Londres, le 22 septembre 2006


AU 252/06 EXÉCUTION IMMINENTE


IRAN Kobra Rahmanpour (f), environ 25 ans



Il est à craindre que Kobra Rahmanpour, condamnée à la peine capitale pour meurtre, ne soit exécutée très prochainement. L’Unité d’application des peines, chargée des exécutions capitales, a donné jusqu’au 12 octobre à la famille de la victime pour renoncer à son droit d’exiger l’exécution de Kobra Rahmanpour et opter pour le paiement de la diya (prix du sang) en échange de sa grâce. Si les proches de la victime restent sur leur position, l’exécution pourrait avoir lieu peu après le 12 octobre.


Kobra Rahmanpour a été arrêtée le 5 novembre 2000 et condamnée à mort par la chambre 1608 d’une juridiction pénale de Téhéran, en janvier 2002, pour le meurtre de sa belle-mère. En 2003, sa peine a été confirmée par la Cour suprême. Kobra Rahmanpour affirme avoir a agi en état de légitime défense car sa belle-mère, armée d’un couteau de cuisine, avait tenté de l’attaquer. Certaines sources indiquent que, poussés par la pauvreté, les parents de Kobra l’avaient contrainte à se marier contre son gré, et que la jeune femme était victime de violence domestique depuis ses noces. Elle n’a été autorisée à consulter un avocat qu’à l’ouverture de son procès.

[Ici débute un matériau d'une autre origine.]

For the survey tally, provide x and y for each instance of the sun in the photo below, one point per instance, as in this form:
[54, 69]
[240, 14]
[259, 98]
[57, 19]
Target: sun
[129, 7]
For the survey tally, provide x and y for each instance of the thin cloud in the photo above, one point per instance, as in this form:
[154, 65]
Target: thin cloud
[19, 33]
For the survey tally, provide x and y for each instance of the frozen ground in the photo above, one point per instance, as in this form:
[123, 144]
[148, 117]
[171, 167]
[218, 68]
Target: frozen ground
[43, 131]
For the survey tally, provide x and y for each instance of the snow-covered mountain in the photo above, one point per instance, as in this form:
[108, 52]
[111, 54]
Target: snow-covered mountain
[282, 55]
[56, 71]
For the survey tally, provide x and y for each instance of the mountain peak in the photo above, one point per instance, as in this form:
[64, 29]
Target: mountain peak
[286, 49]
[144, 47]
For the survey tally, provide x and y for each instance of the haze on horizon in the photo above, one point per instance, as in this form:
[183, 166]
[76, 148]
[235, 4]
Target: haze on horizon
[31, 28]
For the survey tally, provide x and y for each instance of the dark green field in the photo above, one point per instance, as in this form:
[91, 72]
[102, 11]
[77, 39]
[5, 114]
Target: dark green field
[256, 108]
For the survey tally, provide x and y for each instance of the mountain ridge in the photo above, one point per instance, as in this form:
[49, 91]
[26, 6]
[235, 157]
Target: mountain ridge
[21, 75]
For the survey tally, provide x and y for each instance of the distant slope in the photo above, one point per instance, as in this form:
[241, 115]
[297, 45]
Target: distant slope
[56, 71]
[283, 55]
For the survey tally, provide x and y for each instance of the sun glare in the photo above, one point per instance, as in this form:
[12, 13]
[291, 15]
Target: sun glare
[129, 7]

À l’origine, Kobra Rahmanpour devait être exécutée le 31 décembre 2003. Or, ce jour-là, le juge de l’Unité d’application des peines a confirmé à un journaliste du site Internet de l’Iranian Students’ News Agency (ISNA, Agence de presse des étudiants iraniens), que l’exécution avait été annulée parce que l’administration de la prison n’était pas prête (d’après certaines sources, l’établissement ne disposait pas de menottes pour le transfert de la condamnée jusqu’à l’emplacement réservé aux exécutions).

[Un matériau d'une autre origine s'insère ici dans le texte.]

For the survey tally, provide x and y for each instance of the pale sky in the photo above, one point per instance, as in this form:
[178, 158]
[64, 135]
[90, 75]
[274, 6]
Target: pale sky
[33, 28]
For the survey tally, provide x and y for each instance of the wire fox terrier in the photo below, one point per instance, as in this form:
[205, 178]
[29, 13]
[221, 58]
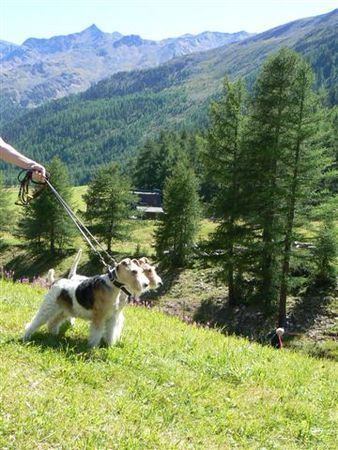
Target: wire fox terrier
[154, 282]
[97, 299]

En janvier 2004, l’Ayatollah Shahroudi, responsable du pouvoir judiciaire, a ordonné le report de l’exécution de Kobra Rahmanpour afin de disposer d’un délai supplémentaire pour convaincre la famille de la victime de pardonner à Kobra Rahmanpour. Dans une lettre à Amnesty International datée du 3 février 2004, l’ambassade de la République islamique d’Iran à Londres a déclaré que dans cette affaire, toutes les procédures judiciaires étaient parvenues à leur terme et que, dans ces conditions, la peine prononcée contre Kobra Rahmanpour ne pourrait être commuée que si les héritiers de la victime renonçaient à leur droit d’exiger un châtiment équivalent au crime commis et optaient plutôt pour le paiement de la diya. Le dossier a été transféré au Conseil de résolution des différends (en persan, le Shoray-e Hall-e Ekhtelaf), un organe de médiation, afin qu’un accord soit trouvé avec la famille de la victime, mais en vain. D’après l’avocat de Kobra Rahmanpour, les proches de la victime refusent d’accorder leur pardon. Au début du mois de septembre 2006, l’Unité d’application des peines aurait fixé au 12 octobre la date limite pour les négociations.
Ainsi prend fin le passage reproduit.